Помню, как иногда по целым неделям несло непроглядными, азиатскими
метелями, в которых чуть маячили городские колокольни. Помню крещенские
морозы, наводившие мысль на глубокую древнюю Русь, на те стужи, от которых
"земля на сажень трескалась": тогда над белоснежным городом, совершенно
потонувшим в сугробах, по ночам грозно горело на черно-вороненом небе белое
созвездие Ориона, а утром зеркально, зловеще блистало два тусклых солнца и в
тугой и звонкой недвижности жгучего воздуха весь город медленно и дико
дымился алыми дымами из труб и весь скрипел и визжал от шагов прохожих и
санных полозьев... В такие морозы замерзла однажды на паперти собора нищая
дурочка Дуня, полвека шатавшаяся по городу, и город, всегда с величайшей
беспощадностью над ней издевавшийся, вдруг закатил ей чуть не царские
похороны ...
Как это ни странно, тотчас же вслед за этим мне вспоминается бал в
женской гимназии, -- первый бал, на котором я был. Дни стояли тоже очень
морозные. Возвращаясь после ученья домой, мы с Глебочкой нарочно шли по той
улице, где была женская гимназия, {105} во дворе которой уже выравнивали
сугробы по бокам проезда к парадному крыльцу и сажали в них два ряда
необыкновенно густых и свежих елок. Солнце садилось, все было чисто, молодо
и все розовело -- снежная улица, снежные толстые крыши, стены домов, их
блестящие золотой слюдой стекла и самый воздух, тоже молодой, крепкий,
веселящим эфиром входивший в грудь. А навстречу шли из гимназии гимназистки
в шубках и ботиках, в хорошеньких шапочках и капорах, с длинными,
посеребренными инеем ресницами и лучистыми глазами, и некоторые из них
звонко и приветливо говорили на ходу: "Милости просим на бал!" -- волнуя
этой звонкостью, будя во мне первые чувства к тому особенному, что было в
этих шубках, ботиках и капорах, в этих нежных возбужденных лицах, в длинных
морозных ресницах и горячих, быстрых взглядах, -- чувства, которым суждено
было впоследствии владеть мной с такой силою ...
После бала я долго был пьян воспоминаньями о нем и о самом себе: о том
нарядном, красивом, легком и ловком гимназисте в новом синем мундирчике и
белых перчатках, который с таким радостно-молодецким холодком в душе мешался
с нарядной и густой девичьей толпой, носился по коридору, по лестницам, то и
дело пил оршад в буфете, скользил среди танцующих по паркету, посыпанному
каким то атласным порошком, в огромной белой зале, залитой жемчужным светом
люстр и оглашаемой с хор торжествующе-звучными громами военной музыки, дышал
всем тем душистым зноем, которым дурманят балы новичков, и был очарован
каждой попадавшейся на глаза легкой туфелькой, каждой белой пелеринкой,
каждой черной бархаткой на шее, каждым шелковым бантом в косе, каждой юной
грудью, высоко поднимавшейся от блаженного головокруженья после вальса....
XI
В третьем классе я сказал однажды директору дерзость, за которую меня
едва не исключили из гимназии. На уроке греческого языка, пока учитель
что-то объяснял нам, писал на доске, крепко, ловко и с большим от этой
ловкости удовольствием стуча мелом, я, вместо того, чтобы слушать его, в
сотый раз перечитывал одну из моих любимейших страниц в Одиссее -- о том,
как Навзикая поехала со своими служанками на морской берег мыть пряжу.

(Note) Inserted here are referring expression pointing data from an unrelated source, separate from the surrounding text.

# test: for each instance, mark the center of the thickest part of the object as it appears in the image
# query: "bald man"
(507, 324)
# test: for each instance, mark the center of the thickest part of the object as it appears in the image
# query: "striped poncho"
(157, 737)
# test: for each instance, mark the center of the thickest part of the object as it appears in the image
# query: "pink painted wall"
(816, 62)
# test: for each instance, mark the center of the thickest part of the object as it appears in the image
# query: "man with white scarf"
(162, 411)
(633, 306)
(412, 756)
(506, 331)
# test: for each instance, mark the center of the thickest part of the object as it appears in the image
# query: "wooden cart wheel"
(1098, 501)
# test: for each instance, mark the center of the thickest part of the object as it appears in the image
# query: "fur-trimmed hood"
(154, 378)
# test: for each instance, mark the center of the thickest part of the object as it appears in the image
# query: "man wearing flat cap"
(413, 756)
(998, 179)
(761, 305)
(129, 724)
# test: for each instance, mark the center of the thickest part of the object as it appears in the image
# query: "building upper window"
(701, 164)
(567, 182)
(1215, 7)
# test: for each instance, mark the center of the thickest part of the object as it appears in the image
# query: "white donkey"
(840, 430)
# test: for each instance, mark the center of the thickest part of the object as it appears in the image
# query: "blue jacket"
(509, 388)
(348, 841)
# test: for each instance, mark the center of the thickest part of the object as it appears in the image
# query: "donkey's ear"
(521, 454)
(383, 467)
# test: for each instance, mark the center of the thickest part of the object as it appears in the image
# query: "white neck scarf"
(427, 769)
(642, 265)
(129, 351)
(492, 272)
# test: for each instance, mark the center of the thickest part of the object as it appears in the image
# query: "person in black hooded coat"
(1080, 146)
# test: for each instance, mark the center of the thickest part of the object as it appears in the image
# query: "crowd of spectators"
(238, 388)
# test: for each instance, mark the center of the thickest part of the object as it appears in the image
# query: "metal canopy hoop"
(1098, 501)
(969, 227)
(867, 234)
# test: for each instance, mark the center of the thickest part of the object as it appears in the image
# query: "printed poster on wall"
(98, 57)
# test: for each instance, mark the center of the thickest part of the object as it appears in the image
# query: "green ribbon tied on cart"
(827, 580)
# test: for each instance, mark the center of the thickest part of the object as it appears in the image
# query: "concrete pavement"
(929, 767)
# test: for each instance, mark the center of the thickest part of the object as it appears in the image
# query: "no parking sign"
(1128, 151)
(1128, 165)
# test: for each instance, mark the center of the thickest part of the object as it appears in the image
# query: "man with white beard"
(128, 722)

Внезапно в класс вошел директор, имевший привычку ходить по коридорам и
заглядывать в дверные стекла, направился прямо ко мне, вырвал у меня из рук
книгу и бешено крикнул:
-- Пошел до конца урока в угол!
Я поднялся и, бледнея, ответил:
-- Не кричите на меня и не говорите мне ты. Я вам не мальчик...
В самом деле, мальчиком я уже не был. Я быстро рос душевно и телесно. Я
жил теперь уже не одними чувствами, приобрел некоторое господство над ними,
стал разбираться в том, что я вижу и воспринимаю, стал смотреть на
окружающее и на переживаемое мной до известной степени сверху вниз. Нечто
подобное я испытал при переходе из детства в отрочество. Теперь испытывал с
удвоенной силой. И, бродя в праздничные дни с Глебочкой по городу, замечал,
что рост мой почти равен росту среднего прохожего, что только моя отроческая
худоба, стройность да тонкость и свежесть безусого лица отличают меня от
этих прохожих.
{107} В начале сентября того года, когда я перешел в четвертый класс,
неожиданно захотел вступить со мной в приятельство один из моих товарищей,
некто Вадим Лопухин. Как-то на большой перемене он подошел ко мне, взял меня
за руку выше локтя и сказал, прямо и пусто глядя в глаза мне:
-- Послушай, хочешь войти в наш кружок? Мы образовали кружок
гимназистов-дворян, чтобы не мешаться больше со всякими Архиповыми и
Заусайловыми. Понимаешь?
Он был во всех отношениях гораздо старше меня, потому что в каждом
классе непременно сидел два года, был уже юношески высок и широк в кости,
белокур, светоглаз, с пробивающимися золотистыми усиками. Чувствовалось, что
он уже все знает, все испытал, чувствовалась его порочность и то, что он
весьма доволен ею, как признаком хорошего тона и своей взрослости: на
переменах он рассеянно и быстро прогуливался в толпе своим барски-легким,
несколько пружинным и шаркающим шагом, небрежно и развязно подавшись вперед,
засунув руки в карманы широких и легких панталон, все посвистывая, все
поглядывая вокруг с холодным и несколько насмешливым любопытством, подходил,
что бы поболтать, только к "своим", при встрече с надзирателем кивал ему как
знакомому...
Я в ту пору уже начал приглядываться к людям, наблюдать за ними, мои
расположения и нерасположения стали определяться и делить людей на известные
сорта, из коих некоторые навсегда становились мне ненавистны. Лопухин
определенно принадлежал к ненавистным. И все таки я был польщен, ответил
полным согласием на счет кружка, и тогда он предложил мне прийти нынче же
вечером в городской сад:
-- Ты, во-первых, должен поближе сойтись кое с кем из наших, -- сказал
он, -- а во-вторых, я познакомлю тебя с Налей Р. Она еще гимназистка, дочка
{108} очень чванных родителей, но уж прошла огонь и воду и медные трубы,
умна, как бес, весела, как француженка, и может выпить бутылку шампанского
без всякой посторонней помощи. А сама аршин ростом, и ножка -- как у феи ...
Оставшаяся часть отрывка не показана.